Final answer:
The question involves evaluating a line integral of xy^2 over the upper half of a circle in polar coordinates, which involves setting up the integral in terms of polar angle θ and then using trigonometric identities to simplify and solve it.
Step-by-step explanation:
The task is to evaluate the line integral of the function xy^2 along the curve C, which is the right half of the circle x^2 + y^2 = r^2 with 0 ≤ x ≤ r and y ≥ 0. To compute this, we parametrize the curve using polar coordinates x = r cos(θ), y = r sin(θ) where the angle θ ranges from 0 to π/2 for the upper half of the circle.
We then need to calculate the differential arc length, ds, which is given by the formula ds = sqrt((dx/dθ)^2 + (dy/dθ)^2) dθ, for the curve in polar coordinates. Substituting our parametrization, we get ds = sqrt((-r sin(θ))^2 + (r cos(θ))^2) dθ = r dθ since x^2 + y^2 = r^2.
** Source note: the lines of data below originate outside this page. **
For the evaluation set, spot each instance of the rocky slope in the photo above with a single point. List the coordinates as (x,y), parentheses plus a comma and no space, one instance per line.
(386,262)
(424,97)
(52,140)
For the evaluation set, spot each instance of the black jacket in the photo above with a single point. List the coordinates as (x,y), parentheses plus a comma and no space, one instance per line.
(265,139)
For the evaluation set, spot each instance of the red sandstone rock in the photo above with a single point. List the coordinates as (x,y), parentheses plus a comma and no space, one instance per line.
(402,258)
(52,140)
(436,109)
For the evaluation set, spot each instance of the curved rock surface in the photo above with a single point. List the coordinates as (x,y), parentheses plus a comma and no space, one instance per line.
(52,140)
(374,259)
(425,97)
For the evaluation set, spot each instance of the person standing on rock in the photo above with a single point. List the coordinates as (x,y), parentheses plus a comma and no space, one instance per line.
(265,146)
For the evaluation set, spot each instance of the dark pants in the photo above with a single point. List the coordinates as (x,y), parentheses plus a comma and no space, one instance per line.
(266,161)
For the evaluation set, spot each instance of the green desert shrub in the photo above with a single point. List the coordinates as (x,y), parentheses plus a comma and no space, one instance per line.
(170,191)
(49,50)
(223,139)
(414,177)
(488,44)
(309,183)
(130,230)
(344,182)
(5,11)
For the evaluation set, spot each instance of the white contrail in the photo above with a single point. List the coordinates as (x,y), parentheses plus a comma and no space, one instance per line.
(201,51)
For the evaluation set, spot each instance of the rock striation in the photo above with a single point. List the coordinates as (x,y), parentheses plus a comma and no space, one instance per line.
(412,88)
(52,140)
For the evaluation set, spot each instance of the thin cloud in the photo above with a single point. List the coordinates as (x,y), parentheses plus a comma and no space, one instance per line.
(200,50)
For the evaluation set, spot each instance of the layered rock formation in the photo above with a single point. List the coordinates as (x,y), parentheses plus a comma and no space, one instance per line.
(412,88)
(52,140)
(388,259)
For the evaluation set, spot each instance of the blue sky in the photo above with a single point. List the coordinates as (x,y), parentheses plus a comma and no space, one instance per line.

The integral then becomes ∫C xy^2 ds = ∫_0^π/2 (r^3 cos(θ) sin^2(θ)) r dθ = r^4 ∫_0^π/2 cos(θ) sin^2(θ) dθ. We can use a power-reduction formula for sin^2(θ) to convert it to a form easier to integrate, resulting in the final evaluation of the integral as a fraction of π multiplied by some power of r.